1) L'Associazione Artistica AnniVerdi (anche ideatrice e promotrice di Biella Festival Autori e Cantautori che quest'anno giunge alla 20a edizione), con la partnership della prestigiosa testata “Cinecorriere” fondata nel lontano 1948 da Alberto Crucillà e con il portale “Colonne Sonore” promuove la terza edizione di Biella Festival Music Video.

2) l concorso è rivolto a registi e musicisti che abbiano realizzato nel corso del periodo compreso tra il 1° gennaio del 2017 ed il 31 maggio del 2018 un videoclip con brani musicali che abbiano accompagnato, o meno, l'uscita di un singolo o di un album.

3) L'ISCRIZIONE AL FESTIVAL E' GRATUITA

4) Per iscrivere un videoclip, occorre inviare il materiale via mail (dati relativi al brano contenuto, nomi e cognomi dei protagonisti e del regista, titoli e breve descrizione del progetto, oltre naturalmente al Video tramite l’ausilio di un link o su dvd) all'indirizzo giorgiopezzana@biellafestival.com. Le caratteristiche tecniche dovranno, in linea di massima, essere le seguenti: Cocec H264 con profilo HIGH (entropy mode: CABAC)??Risoluzione in 16:9: Full HD 1080p - HD 720p; Estensione: mp4??Frame rate: tra 24 e 60 fps

5) La corretta iscrizione verrà confermata con una e-mail con in allegato la scheda di partecipazione per la conferma dei dati prodotti da chi partecipa

6) I videoclip iscritti potranno essere inviati, unitamente alla scheda di partecipazione in formato dvd o tramite l'indicazione di un link ove ne sia possibile la visione. Le copie del dvd non verranno restituite.

7) Chi intendesse inviare copie fisiche del proprio lavoro lo potrà fare inviando il materiale al seguente indirizzo: Associazione Artistica AnniVerdi – 2° Biella Festival Music Video – Via del Carmine, 5 – 13878 CANDELO (Bi)
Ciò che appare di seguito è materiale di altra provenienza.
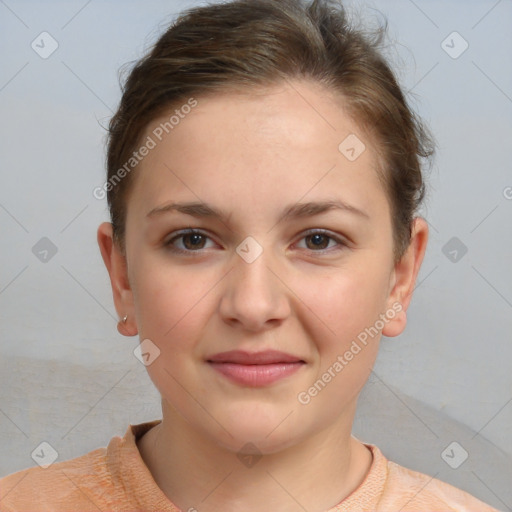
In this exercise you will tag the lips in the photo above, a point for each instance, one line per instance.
(255, 369)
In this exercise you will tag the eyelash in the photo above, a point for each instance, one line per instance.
(169, 243)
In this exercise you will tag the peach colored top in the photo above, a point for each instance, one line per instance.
(116, 479)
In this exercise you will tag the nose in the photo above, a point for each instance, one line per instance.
(254, 296)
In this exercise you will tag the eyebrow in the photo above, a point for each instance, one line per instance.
(298, 210)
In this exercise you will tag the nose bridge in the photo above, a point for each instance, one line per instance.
(253, 293)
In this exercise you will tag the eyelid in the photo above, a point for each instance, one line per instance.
(168, 242)
(340, 240)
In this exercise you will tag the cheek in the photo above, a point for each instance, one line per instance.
(169, 301)
(342, 304)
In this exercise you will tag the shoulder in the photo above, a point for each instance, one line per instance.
(412, 491)
(74, 484)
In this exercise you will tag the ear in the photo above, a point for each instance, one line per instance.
(115, 261)
(403, 278)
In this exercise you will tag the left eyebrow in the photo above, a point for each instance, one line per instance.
(298, 210)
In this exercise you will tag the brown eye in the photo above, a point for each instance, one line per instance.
(317, 241)
(193, 241)
(187, 242)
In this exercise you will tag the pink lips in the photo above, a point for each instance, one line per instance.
(257, 368)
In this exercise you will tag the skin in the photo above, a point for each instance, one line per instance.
(251, 155)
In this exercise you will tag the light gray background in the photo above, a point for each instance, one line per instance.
(67, 376)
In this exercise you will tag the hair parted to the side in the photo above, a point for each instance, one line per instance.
(259, 43)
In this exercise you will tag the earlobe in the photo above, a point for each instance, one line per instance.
(405, 275)
(116, 265)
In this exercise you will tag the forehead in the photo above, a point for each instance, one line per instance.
(258, 147)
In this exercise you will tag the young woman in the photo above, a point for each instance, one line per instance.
(264, 177)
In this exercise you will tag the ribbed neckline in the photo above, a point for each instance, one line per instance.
(129, 471)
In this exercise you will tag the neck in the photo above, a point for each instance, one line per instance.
(196, 473)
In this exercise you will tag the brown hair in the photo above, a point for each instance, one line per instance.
(247, 43)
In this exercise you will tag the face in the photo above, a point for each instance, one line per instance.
(246, 326)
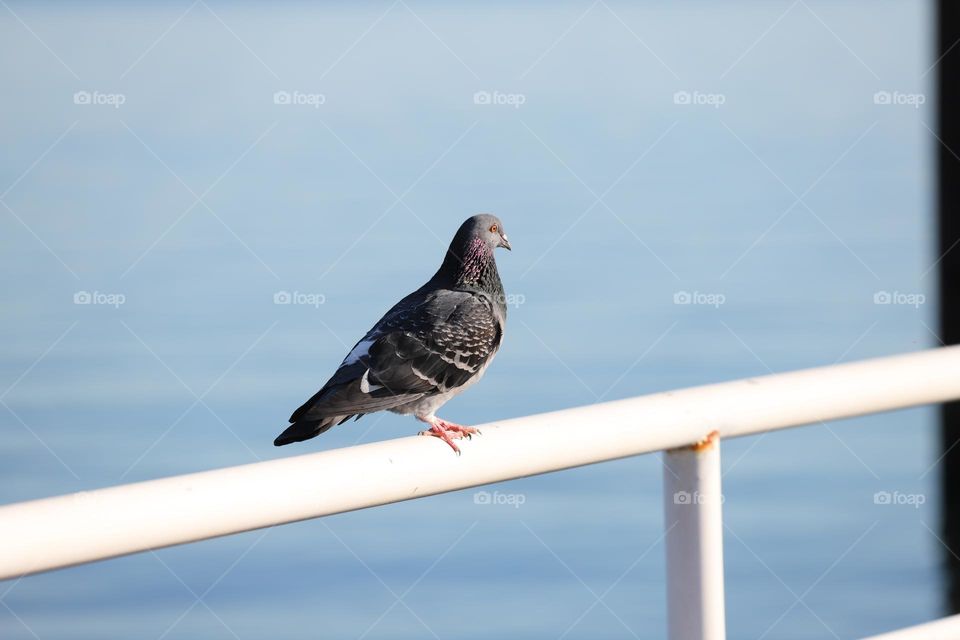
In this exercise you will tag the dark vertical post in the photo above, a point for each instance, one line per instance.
(948, 248)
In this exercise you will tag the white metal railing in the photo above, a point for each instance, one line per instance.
(93, 525)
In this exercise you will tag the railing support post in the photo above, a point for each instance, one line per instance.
(693, 523)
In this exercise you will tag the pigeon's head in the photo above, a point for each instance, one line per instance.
(484, 227)
(469, 260)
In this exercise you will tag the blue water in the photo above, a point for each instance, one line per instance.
(300, 198)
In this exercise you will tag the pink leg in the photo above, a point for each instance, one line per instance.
(447, 431)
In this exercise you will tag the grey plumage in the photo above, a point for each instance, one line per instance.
(431, 345)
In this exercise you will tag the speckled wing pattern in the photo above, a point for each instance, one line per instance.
(423, 346)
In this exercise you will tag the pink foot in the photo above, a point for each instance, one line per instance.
(447, 431)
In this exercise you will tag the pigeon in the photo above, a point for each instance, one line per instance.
(430, 346)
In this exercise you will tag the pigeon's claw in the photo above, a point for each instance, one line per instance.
(459, 430)
(439, 432)
(448, 431)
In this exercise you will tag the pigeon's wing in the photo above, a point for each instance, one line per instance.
(417, 349)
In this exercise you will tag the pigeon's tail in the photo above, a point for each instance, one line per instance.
(306, 429)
8) Le opere contenenti brani non in lingua italiana, dovranno essere corredate da apposita traduzione da allegare al materiale che verrà inviato via mail o tramite posta (scheda di partecipazione + dvd o link ove visionare il lavoro)

9) La scadenza per l'invio del materiale in questione è quella del 31 maggio 2018 (per le copie fisiche farà fede il timbro postale recante la data d’inoltro)

10) L'apposita Commissione che verrà formata dall'Organizzazione individuerà, a proprio insindacabile giudizio,  tra il materiale pervenuto, le dieci opere destinate alla finale della rassegna.

11) I videoclip finalisti verranno proiettati, con relativi commenti degli autori, nella serata del 13 ottobre 2018, presso la prestigiosa sede del Biella Jazz Club al borgo storico del Piazzo di Biella. Al termine della serata si procederà alla premiazione dei tre migliori progetti.

12) I CONVENUTI (ARTISTI, REGISTI, O LORO RAPPRESENTANTI) SINO AD UN MASSIMO DI 30 PERSONE POTRANNO PERNOTTARE A SPESE DELL’ORGANIZZAZIONE, NELLA NOTTE TRA IL 13 ED IL 14 OTTOBRE, NEL VICINO OSTELLO DELLA GIOVENTU’. POTRANNO INOLTRE CONSUMARE I PASTI A PREZZO CONVENZIONATO IN UN VICINO RISTORANTE. LE SPESE DI VIAGGIO SARANNO A LORO CARICO

13) Il video che verrà premiato al Biella Festival Music Video godrà di una campagna di promozione in collaborazione con “Cinecorriere”. Sono in atto, infine, trattative di collaborazione con un festival dell’audiovisivo di respiro europeo ed internazionale.

14) Tutte le opere che perverranno al concorso andranno a costituire patrimonio artistico nell'archivio dell'Associazione Artistica AnniVerdi. L'Organizzazione si impegna a non farne alcun uso commerciale. Eventuali richieste di divulgazione delle opere potranno essere accolte dall'Associazione mettendo a dispozione dell'utenza i videoclip a noleggio gratuito.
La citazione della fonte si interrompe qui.